It was a very humble scene as four missionary workers sat at a table in a plain weatherboard house when Global Recordings Network (GRN) held its twice-delayed workshop in Yirrkala, Arnhem Land, in August.
As I surveyed the darkened room, I realised that this is very much how GRN operates in the field across the world, recording audio Bibles in myriad languages to make God’s word more accessible to people who find reading hard even in their own language.
Although GRN’s production values are high, its recordists work in very humble environments with scarce local resources, being inventive and flexible enough to work with whoever turns up in whatever language they speak.
There’s not much equipment involved, although it is expensive. The microphones, headphones and other kit fit into a neat box no bigger than an overnight bag.
This is the final day of a six-day intensive training event with four non-GRN missionaries who are working in Northeast Arnhem Land churches.
GRN trainer Simon Johnston, who loves combining his skills in audio recording with gospel work, said this was his fourth trip to the Northern Territory and his second attempt to run a training workshop in Yirrkala.
“We’ve gone through basic audio fundamentals. We’ve talked about how to set up a recording environment and set up the room, how to operate the equipment, selection of content and how to encourage a good performance from the speaker. And then I looked at editing and the audio production side of it as well. Today we’re just teaching them how to finalise all the documentation and submit the recordings to GRN.”
The students are Josh Mackenzie – who has been flown into Yirrkala by MAF (Missionary Aviation Fellowship) from Numbulwar, where he is a missionary with the Church Missionary Society; Tim Richards, a former worker with Pioneers who lives in nearby Nhulunbuy; Catharine Carpenter, wife of a MAF pilot who wants to support members of the local Uniting Church in Yirrkala (which recently celebrated a new edition of the Gumatj New Testament); and Prabu Pothula, a MAF pilot from South India, who is based on Elcho Island.
Asked how he would be able to use the GRN training, Prabhu said his local church has a list of recordings they want to make and he hopes to be able to help them capture the audio.
“We’re very much focused on working behind the scenes and just encouraging and not setting the direction too much,” Prabhu said
“We’re very much focused on working behind the scenes and just encouraging.” – Prabhu Pothula
Prabhu said God drew him to pursue this ministry among the Yolngu people.
“Essentially, it’s just like God placed me here. I didn’t really choose to come. I mean, I started with MAF before, and all MAF pilots come to Arnhem Land to build some experience to go somewhere else. But when we started here, we felt like we have a long journey here.”
Catharine’s vision is to help the local believers to have easier access to the Bible to help strengthen their theological understanding.
“Audio is to support people who find reading a text a barrier to the word. When it comes to Scripture, reading in their languages is actually hard work with very long words. There are people who aren’t very literate in reading their own language or may have eyesight issues that make it difficult to read,” she says.

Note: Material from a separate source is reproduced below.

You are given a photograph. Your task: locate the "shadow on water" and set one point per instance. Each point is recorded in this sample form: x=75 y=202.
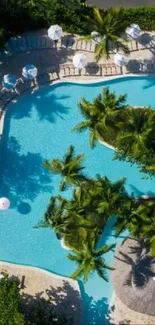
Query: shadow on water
x=47 y=105
x=23 y=177
x=150 y=82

“This is one way I can help encourage people to serve and love the Lord and seek his way for themselves.” – Catharine Carpenter
“It is an oral culture and important knowledge is shared through stories. So often the people here listen to white/outsiders who profess to be Christians for that biblical knowledge. But I want to encourage self-studies so they can strengthen their own understanding straight from the Bible. I don’t necessarily want to be teaching, so audio recording is one way I can help encourage people to serve and love the Lord themselves and seek his will for themselves.
“Many Yolngu love the Lord and want to follow him. But sometimes there are Christian visitors from different theology backgrounds who briefly visit on ‘mission’ to tell them how to become a Christian, and what they should do and think as a Christian. Sometimes what is said by one visitor is different to the previous visitor on mission. The biblical knowledge shared during a mission is believed to be true, and testing what is said with the written (or oral) Scriptures is a newer concept. There have been times where dedicated Christians here have become confused or have even queried their salvation because of what has been said.
“I want Yolngu to have more access to Scripture,” she adds. “But when you talk to people about Scriptures, they say ‘Oh yeah, that’s too hard to read.’ Well, okay, how can we make it easier for people? They still have to choose to access it, but how can we make it easier?”
Both Prabhu and Tim said they have ideas on how they could use the training, but they would wait for someone to come forward who wants to do a recording.
“So if the church wants to do it, we’re happy to support it and I have the skills to understand how the recording works and be able to capture the audio and edit it,” Prabhu said.
Meantime, GRN hopes the missionaries get to use their newly acquired skills soon.